The Treasury

Global Navigation

Personal tools

Treasury
Publication

Geometric Return and Portfolio Analysis - WP 03/28

2  Expected geometric return and expected arithmetic return (continued)

For a given distribution of annual expected return and volatility, the geometric mean is smaller the longer the time period (N) that is being examined. This is illustrated in Figure 1 using the expected annual return on equities of 12.7% and standard deviation of 20.2% reported by Ibbotson Associates (Ibbotson Associates 2002). The expected annual return stays at 12.7%, regardless the time horizon. However, the expected geometric return starts at 12.7% if the time horizon is one year then declines so that for a twenty-year time horizon, the expected geometric return is about 11%.

Figure 1 – Arithmetic and Geometric Measures of Expected Return
Arithmetic and Geometric Measures of Expected Return

Stocks are more volatile than bonds, so most of this difference is also reflected in the risk premium. From the same source, the risk premium of stocks over bonds measured on an arithmetic basis was 7.0%, but the difference between the geometric averages was only 5.4%.[7]

There also is a frequently used approximation of the geometric mean. This is calculated as the expected annual arithmetic mean minus half its variance. This understates the true geometric mean for all time horizons, and it is especially wrong for shorter time horizons. This incorrect geometric approximation is also illustrated in the example in Figure 1.

Another central measure of returns is the median. Under lognormality, the median geometric return is a constant that does not decline over time, and it is equal to the median arithmetic return.[8] It is also illustrated in Figure 1. It is the asymptote that the expected geometric return converges to as the time horizon is expanded out infinitely.

Understanding the distinction between geometric and arithmetic return is important because both metrics are used by commentators discussing issues of investment returns, such as the equity risk premium, and there is scope for confusion about which is relevant in any particular situation. Recognising this, some authors report their analyses on both bases (for example, Cornell 1999, Lally and Marsden 2002). Prospective (that is, future-orientated) applications, such as the capital asset pricing model[9] and the assessment of the required capital contribution to the New Zealand Superannuation Fund, require an unbiased estimate of the expected annual return.[10] As shown above, the expected geometric return over any period greater than one year will understate the expected annual return, while the expected arithmetic return provides the appropriate measure for this purpose.

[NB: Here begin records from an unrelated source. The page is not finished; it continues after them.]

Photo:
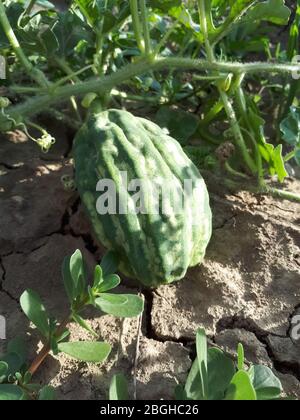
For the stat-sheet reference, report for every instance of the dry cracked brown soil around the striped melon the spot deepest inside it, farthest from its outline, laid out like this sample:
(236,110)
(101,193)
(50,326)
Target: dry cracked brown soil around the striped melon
(247,291)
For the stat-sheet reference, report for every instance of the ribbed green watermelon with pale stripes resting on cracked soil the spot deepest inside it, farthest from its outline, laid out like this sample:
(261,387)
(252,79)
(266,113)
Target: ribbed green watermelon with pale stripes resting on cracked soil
(151,248)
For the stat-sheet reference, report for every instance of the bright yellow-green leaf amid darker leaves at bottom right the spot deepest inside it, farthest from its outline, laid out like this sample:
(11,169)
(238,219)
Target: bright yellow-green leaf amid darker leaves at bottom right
(241,388)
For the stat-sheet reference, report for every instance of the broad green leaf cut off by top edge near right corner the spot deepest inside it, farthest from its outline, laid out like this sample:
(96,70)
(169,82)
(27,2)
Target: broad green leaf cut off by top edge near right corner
(274,11)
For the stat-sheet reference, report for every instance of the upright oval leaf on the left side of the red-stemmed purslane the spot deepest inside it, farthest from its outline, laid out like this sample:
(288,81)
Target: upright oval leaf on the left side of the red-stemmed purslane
(35,311)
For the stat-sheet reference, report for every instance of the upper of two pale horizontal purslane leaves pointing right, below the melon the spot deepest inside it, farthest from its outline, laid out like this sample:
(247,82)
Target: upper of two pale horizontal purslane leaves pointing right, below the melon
(122,306)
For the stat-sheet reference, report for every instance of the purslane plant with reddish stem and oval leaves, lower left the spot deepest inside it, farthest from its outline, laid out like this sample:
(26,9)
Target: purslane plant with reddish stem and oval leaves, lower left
(15,374)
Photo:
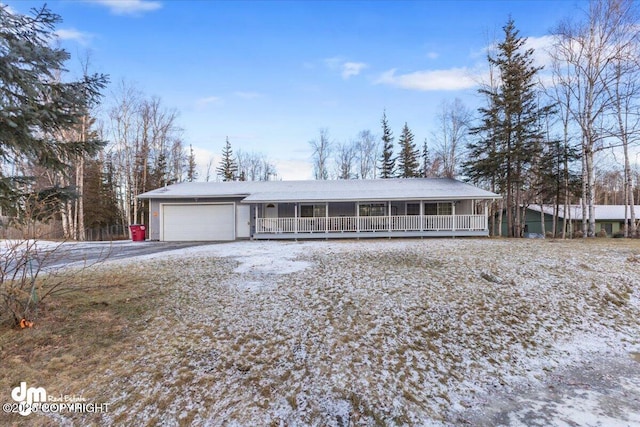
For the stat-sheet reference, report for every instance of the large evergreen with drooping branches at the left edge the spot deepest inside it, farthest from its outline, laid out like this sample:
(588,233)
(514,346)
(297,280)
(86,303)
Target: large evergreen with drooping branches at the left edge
(35,105)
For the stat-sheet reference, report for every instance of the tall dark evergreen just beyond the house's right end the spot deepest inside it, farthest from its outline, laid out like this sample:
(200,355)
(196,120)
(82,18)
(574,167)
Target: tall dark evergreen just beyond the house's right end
(509,136)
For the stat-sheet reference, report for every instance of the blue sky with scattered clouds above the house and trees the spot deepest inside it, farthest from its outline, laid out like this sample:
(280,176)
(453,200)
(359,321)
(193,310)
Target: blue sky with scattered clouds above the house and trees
(270,74)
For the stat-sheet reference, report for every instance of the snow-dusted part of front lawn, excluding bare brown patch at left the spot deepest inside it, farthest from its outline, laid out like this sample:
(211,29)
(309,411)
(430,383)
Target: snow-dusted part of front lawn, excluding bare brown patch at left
(385,332)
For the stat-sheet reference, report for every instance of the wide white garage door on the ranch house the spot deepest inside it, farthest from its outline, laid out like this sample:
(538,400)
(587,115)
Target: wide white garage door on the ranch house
(198,222)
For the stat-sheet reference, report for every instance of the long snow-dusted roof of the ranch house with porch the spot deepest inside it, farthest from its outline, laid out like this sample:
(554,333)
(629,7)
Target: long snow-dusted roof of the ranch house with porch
(331,191)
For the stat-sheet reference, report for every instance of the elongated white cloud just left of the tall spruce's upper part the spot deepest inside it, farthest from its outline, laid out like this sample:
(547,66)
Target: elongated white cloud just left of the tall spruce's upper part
(432,80)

A further complication with using any measure of prospective analysis is that the expected values (and other parameters of the return distribution) are not known with certainty and so must be estimated. However, Blume (1974) shows that an arithmetic average provides an unbiased and consistent estimate of the expected annual return, while the geometric average provides a downward biased estimate and it has a larger sample variance than the arithmetic average. In the related case of estimating discount factors for present value calculations, Cooper (1996) shows that both arithmetic and geometric averages provide downward biased estimates of the discount factor, and that the arithmetic average is least biased. This holds even if returns are serially correlated.

Notes

  • [7]For further discussion regarding estimation of the expected market equity risk premium, see McCulloch (2002).
  • [8]See Appendix One for derivation of the median return under standard assumptions.
  • [9]Sherris and Wong (2003) examine the merits of alternative measures of expected return in applications of the capital asset pricing model. They demonstrate that an arithmetic average of returns should be used.
  • [10]McCulloch and Frances (2001) provides the derivation of the calculation of the required capital contribution rate for the New Zealand Superannuation Fund. The appropriate measure to use in that calculation is addressed below.